As for Smith, he “said the rapidly advancing technology, in which flying, swimming or walking drones can be equipped with lethal weapons systems — missiles, bombs or guns — … ‘ultimately will spread… to many countries’,” reports the Telegraph. Of course, this is just stating the obvious. Whether machine guns in 1900 or nuclear devices today, nations always seek the latest and most effective weaponry.

Thus, the “US, China, Israel, South Korea, Russia and the UK are all developing weapon systems with a significant degree of autonomy in the critical functions of selecting and attacking targets,” the Telegraph continues.

“The technology is a growing focus for many militaries because replacing troops with machines can make the decision to go to war easier.”

This makes the technology an especially frightening prospect for nations not possessing it: An attacker equipped with it could launch a war while perhaps incurring few or no human casualties, while a target country without the technology would have to spill its blood.

This is why, while thousands “of Google employees have signed a pledge not to develop AI for use in weapons,” the Telegraph writes, explaining that there’s a backlash against this technology, their effort is childish and misguided. As with unilateral nuclear disarmament, it only ensures that you’ll one day be left at bad actors’ mercy.

Worried about mercilessness, “Smith said killer robots must ‘not be allowed to decide on their own to engage in combat and who to kill’” and that we “‘need more urgent action, and we need it in the form of a digital Geneva Convention, rules that will protect civilians and soldiers,’” the Telegraph relates.

“Speaking at the launch of his new book, Tools and Weapons, at the Microsoft store in London’s Oxford Circus, Smith said there was also a need for stricter international rules over the use of facial recognition technology and other emerging forms of artificial intelligence,” the paper continues.
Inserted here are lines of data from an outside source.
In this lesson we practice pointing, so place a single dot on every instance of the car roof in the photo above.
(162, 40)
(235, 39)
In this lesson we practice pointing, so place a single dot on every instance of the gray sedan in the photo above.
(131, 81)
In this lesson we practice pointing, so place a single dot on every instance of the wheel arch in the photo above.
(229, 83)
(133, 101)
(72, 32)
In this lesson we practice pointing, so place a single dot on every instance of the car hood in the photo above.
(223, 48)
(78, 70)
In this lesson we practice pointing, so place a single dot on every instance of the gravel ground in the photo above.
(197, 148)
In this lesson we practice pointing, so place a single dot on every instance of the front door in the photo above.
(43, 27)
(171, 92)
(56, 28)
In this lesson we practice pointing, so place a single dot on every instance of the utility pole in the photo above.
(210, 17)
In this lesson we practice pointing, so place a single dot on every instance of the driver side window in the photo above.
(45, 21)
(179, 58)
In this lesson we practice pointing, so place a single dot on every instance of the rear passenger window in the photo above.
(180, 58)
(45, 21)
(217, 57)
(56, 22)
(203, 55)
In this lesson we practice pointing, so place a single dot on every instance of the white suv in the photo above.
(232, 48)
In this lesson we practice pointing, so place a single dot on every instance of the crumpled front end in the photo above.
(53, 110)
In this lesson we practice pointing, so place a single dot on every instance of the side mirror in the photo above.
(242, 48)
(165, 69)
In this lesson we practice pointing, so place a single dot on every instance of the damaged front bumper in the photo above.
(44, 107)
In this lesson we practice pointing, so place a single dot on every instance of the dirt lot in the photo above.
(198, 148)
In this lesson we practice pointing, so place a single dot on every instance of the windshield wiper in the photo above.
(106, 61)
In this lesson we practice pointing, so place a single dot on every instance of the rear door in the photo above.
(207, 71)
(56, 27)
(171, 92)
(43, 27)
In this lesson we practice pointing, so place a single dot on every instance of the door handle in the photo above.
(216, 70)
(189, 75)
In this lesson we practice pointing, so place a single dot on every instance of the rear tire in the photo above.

Speaking of which, while “killer robots’” emergence is a given, a scarier prospect still is something that currently lies in science-fiction’s realm. Some scientists worry that — as portrayed in the film Terminator 2: Judgment Day with its “Skynet” — future artificially intelligent robots could develop self-awareness, consciousness, and rebel against humans.

For example, Subhash Kak, a professor of Electrical and Computer Engineering at Oklahoma University, told the Daily Star in 2017 that if “indeed machines become self-aware, they will be cunning and they will bide their time and choose the best moment to take over and enslave, if not kill, us.”

A more optimistic view, at least about the autonomous systems on the horizon, was presented by Georgia Institute of Technology roboticist Professor Ronald Arkin. While he said in 2012 that he’s “not a proponent of lethal autonomous systems,” their inevitability makes him a proponent of ensuring that their introduction is managed “in a controlled and guided manner.” In fact, he believes that robots could conceivably make better ethical battlefield decisions than soldiers, on average.

Yet another issue is a deeper problem that scientists, not generally given to thorough philosophical examination, don’t articulate: The now-common mechanistic view, especially in scientific circles, that we’re all just robots — organic ones comprising some pounds of chemicals and water. This idea is central to our moral decline. If it were true and there were no God, after all, there would be no right or wrong in a true sense, only the illusion of it that pseudo-intellectuals like calling “social constructs.” And if this is so, then nothing could be wrong with terminating an organic robot’s function.